Axoniq has been building this infrastructure for 15 years. Event sourcing wasn't originally designed for AI agents, but for systems that need to be honest about what happened. That turns out to be the same thing the agentic era needs, and it is the foundation of explainable AI infrastructure: agents whose decisions can be inspected, traced, and defended.
Recap and Next Steps
Domain-aware AI agents need a system of record, a canonical, replayable account of what happened in the business, not just what was said in a conversation. Event sourcing delivers that natively, and Axoniq makes it queryable by agents with the routing and freshness controls a production deployment requires.
Watch Marc's full webinar to see the live demo on the Axoniq stack, including the bike-rental agent calling Axoniq Insights and the application projections side by side.
Frequently Asked Questions about Domain-Aware AI Agents
Q: What is a system of record for AI agents?
A system of record for AI agents is an unambiguous, canonical source of truth that records what happened, when, and optionally why within a specific business domain. It gives agents reliable ground truth rather than approximate memory derived from session logs.
Q: How does event sourcing support agentic AI?
Event sourcing stores every state change as an immutable, sequenced domain event, creating a complete, replayable history. For an AI agent, that history becomes native episodic memory: the agent can query past events, understand current state, and reason about valid next actions, all from a single source of truth.
Q: What is the difference between session memory and episodic memory?
Session memory captures the technical detail of a single agent interaction — prompts, tool calls, responses.

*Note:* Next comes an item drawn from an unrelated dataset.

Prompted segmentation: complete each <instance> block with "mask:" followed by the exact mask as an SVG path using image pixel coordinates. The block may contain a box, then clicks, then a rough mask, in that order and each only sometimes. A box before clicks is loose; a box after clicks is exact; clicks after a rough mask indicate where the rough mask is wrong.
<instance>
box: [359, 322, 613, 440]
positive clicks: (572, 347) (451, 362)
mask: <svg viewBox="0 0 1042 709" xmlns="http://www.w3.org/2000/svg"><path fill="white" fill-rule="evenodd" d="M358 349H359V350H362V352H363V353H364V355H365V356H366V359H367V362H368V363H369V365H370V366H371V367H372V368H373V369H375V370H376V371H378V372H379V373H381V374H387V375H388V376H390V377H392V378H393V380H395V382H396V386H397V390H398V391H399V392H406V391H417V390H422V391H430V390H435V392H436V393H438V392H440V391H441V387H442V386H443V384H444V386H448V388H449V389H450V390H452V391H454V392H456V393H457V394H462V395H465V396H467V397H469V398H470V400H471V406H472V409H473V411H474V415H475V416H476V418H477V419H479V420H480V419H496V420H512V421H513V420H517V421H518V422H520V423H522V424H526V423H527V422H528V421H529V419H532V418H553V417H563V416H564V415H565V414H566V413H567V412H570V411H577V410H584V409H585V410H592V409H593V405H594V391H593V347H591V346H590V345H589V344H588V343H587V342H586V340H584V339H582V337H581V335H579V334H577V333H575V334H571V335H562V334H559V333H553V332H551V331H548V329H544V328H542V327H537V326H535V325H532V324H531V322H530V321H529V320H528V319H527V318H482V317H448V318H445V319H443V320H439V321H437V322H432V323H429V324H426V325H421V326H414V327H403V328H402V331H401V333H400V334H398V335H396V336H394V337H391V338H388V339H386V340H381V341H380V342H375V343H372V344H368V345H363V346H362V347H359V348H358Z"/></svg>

Episodic memory captures domain-meaningful events such as “cart abandoned” or “order placed.” Episodic memory is more durable, more business-meaningful, and more useful for long-term agent reasoning.

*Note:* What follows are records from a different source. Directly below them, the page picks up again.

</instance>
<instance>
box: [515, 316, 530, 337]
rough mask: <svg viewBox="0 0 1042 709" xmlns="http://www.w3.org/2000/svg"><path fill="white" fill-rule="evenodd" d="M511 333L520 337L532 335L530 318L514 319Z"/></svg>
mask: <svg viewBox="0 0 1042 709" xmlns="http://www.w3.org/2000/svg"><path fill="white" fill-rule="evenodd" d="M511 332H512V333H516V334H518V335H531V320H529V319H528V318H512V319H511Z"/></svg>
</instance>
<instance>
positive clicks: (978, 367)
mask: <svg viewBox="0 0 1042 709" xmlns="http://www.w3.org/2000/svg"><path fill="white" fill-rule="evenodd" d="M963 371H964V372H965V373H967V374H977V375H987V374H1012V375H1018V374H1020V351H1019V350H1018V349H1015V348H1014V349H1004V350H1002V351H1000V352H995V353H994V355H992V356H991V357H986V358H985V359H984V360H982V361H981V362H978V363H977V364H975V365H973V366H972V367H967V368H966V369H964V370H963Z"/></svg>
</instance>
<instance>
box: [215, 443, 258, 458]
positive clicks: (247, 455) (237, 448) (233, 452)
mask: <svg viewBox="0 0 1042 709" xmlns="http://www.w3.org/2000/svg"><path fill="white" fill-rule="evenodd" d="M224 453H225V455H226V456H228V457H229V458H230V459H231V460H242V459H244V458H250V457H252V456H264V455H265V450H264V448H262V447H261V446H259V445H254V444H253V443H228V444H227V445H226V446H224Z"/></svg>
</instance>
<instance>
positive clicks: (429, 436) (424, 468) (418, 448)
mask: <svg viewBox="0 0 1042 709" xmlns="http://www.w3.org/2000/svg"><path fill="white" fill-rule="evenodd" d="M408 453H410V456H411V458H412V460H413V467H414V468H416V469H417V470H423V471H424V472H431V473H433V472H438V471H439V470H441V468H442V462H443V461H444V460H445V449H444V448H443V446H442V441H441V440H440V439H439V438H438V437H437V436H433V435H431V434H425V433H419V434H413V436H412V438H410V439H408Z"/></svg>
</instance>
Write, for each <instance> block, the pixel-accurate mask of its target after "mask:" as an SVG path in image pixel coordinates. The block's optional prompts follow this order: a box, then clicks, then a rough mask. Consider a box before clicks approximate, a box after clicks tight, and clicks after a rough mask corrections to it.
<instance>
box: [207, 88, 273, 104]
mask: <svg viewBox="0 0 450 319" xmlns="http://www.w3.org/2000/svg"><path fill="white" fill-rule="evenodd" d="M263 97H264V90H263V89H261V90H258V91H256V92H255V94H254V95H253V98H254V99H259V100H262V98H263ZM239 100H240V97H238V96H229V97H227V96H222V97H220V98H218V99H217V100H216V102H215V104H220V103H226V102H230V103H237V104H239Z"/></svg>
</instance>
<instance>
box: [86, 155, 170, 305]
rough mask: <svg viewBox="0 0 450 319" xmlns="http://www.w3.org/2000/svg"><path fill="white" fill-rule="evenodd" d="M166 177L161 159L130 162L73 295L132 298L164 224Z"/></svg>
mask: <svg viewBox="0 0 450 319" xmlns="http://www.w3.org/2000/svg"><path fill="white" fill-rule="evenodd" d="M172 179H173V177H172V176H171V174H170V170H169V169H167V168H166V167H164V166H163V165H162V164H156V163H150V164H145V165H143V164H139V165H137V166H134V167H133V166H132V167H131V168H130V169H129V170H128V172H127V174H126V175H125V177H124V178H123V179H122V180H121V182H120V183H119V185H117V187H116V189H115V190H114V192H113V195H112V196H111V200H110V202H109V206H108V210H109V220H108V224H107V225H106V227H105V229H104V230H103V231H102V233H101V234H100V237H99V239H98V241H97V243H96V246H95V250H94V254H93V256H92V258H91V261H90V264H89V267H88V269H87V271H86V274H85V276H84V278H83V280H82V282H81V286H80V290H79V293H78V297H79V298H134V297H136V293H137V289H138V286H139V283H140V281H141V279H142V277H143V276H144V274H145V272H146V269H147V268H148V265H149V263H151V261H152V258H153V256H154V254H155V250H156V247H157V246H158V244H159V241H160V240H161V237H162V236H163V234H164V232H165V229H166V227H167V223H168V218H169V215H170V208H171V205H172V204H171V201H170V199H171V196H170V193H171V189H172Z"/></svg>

Q: What is MCP and how does it connect AI agents to memory?
MCP (Model Context Protocol) is a standard for giving AI agents structured, secure access to external systems. In an event-sourced memory layer, projections of domain events are exposed as MCP tools — letting agents query current state, run analytics, or look up domain history without direct database access.
Glossary of Terms
AI agent
A software system that uses an LLM to plan, call tools, and act on behalf of a user. In an enterprise context, agents make decisions inside business workflows — placing orders, scheduling appointments, approving exceptions — and therefore need reliable access to domain state.
Domain-aware
A property of an agent or memory layer whose representation of “what happened” matches the language and semantics of the business domain, not just the technical log of API calls.
Domain event
An immutable business fact, named in the language of the domain (e.g., OrderPlaced, BikeReturned). The atomic unit of an event-sourced system of record.
Episodic memory
The layer of agent memory that captures meaningful happenings over time. In an event-sourced architecture, the sequence of domain events is the episodic memory.
Event sourcing
An architectural pattern in which every state change is stored as an immutable, sequenced event in an event store. The current state is derived by replaying or projecting those events.

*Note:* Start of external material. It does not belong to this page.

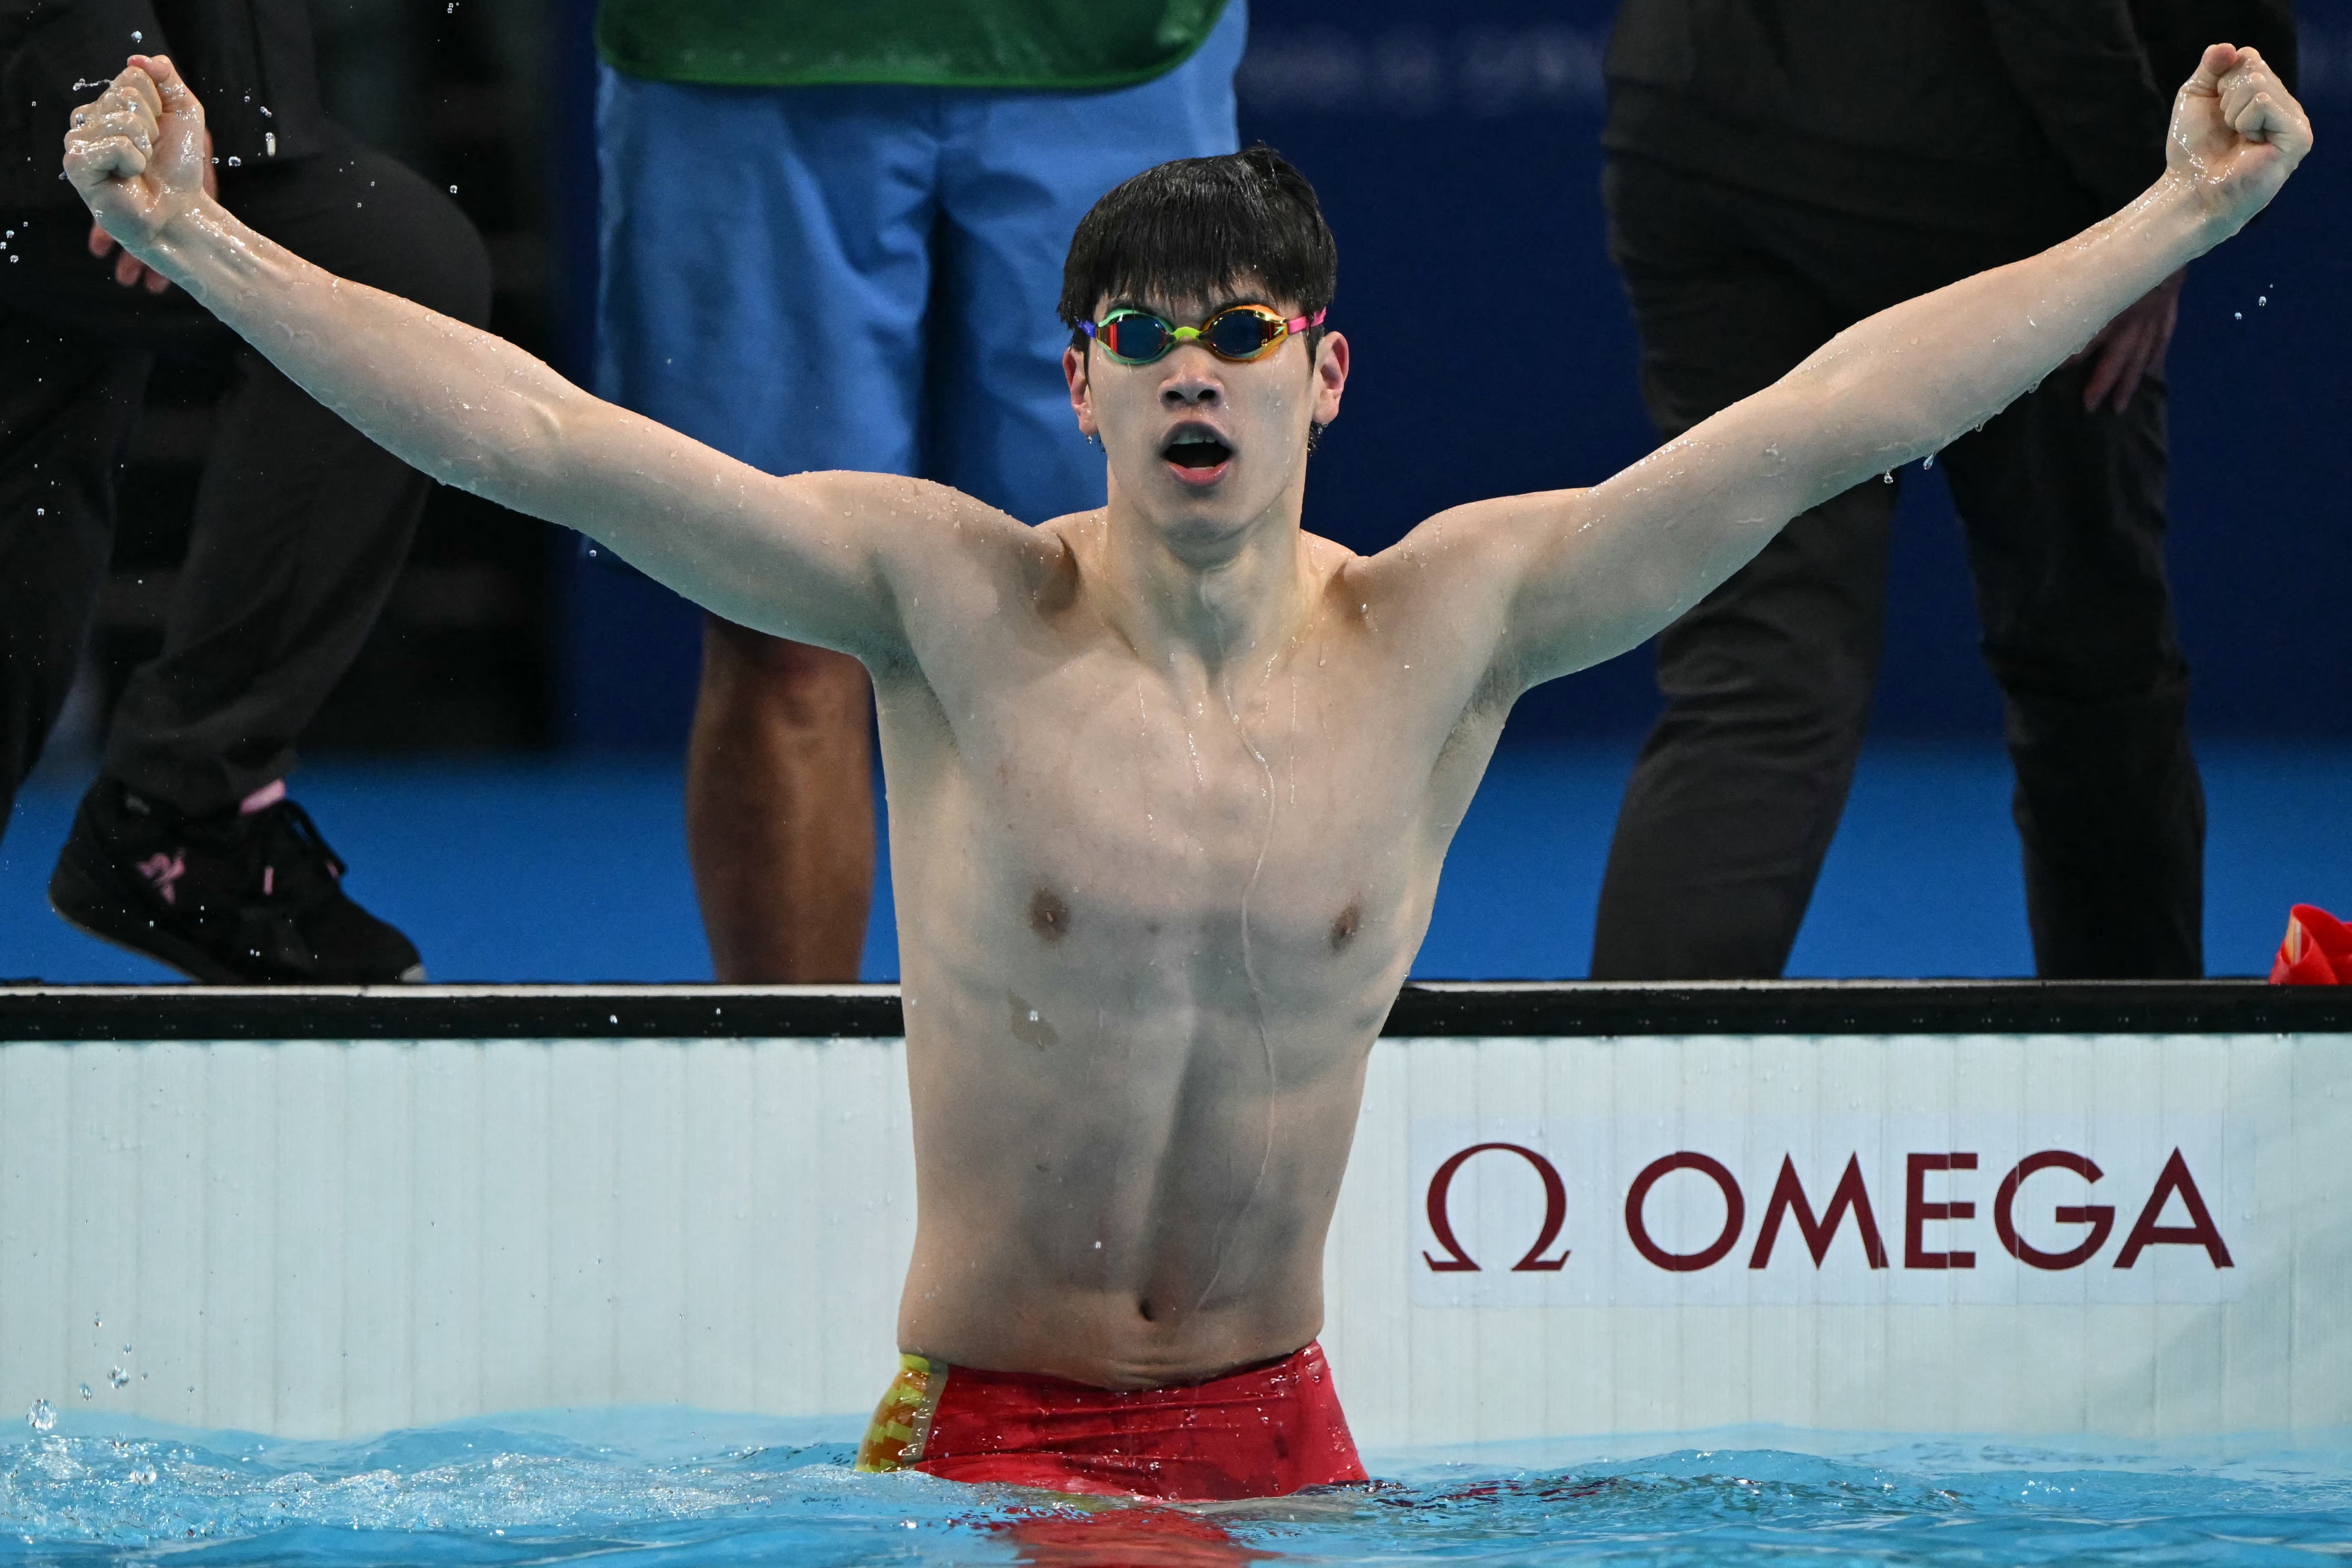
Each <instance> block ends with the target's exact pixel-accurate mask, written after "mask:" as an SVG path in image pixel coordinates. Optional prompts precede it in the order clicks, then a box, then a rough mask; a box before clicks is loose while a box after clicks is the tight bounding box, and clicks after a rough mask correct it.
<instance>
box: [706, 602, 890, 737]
mask: <svg viewBox="0 0 2352 1568" xmlns="http://www.w3.org/2000/svg"><path fill="white" fill-rule="evenodd" d="M868 689H870V686H868V679H866V665H861V663H858V661H856V658H849V656H847V654H835V651H833V649H814V646H809V644H804V642H790V639H786V637H771V635H767V632H755V630H750V628H746V625H736V623H734V621H722V618H720V616H706V618H703V689H701V703H703V705H706V708H708V705H722V708H734V705H750V708H757V710H764V712H769V715H771V717H776V719H781V722H786V724H804V726H833V724H849V722H854V724H861V726H863V722H866V698H868Z"/></svg>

Model Context Protocol (MCP)
An open standard for exposing tools, data sources, and services to AI agents in a structured, secure way. Axoniq surfaces each memory projection as an MCP tool.
Projection
A read-optimized view derived from the event stream, shaped as a denormalized lookup, an analytical table, or a graph. Agents query projections, not raw events.
System of record
The canonical, unambiguous source of truth for what happened in a business domain. For agents, it is what enables auditable, replayable, explainable behavior.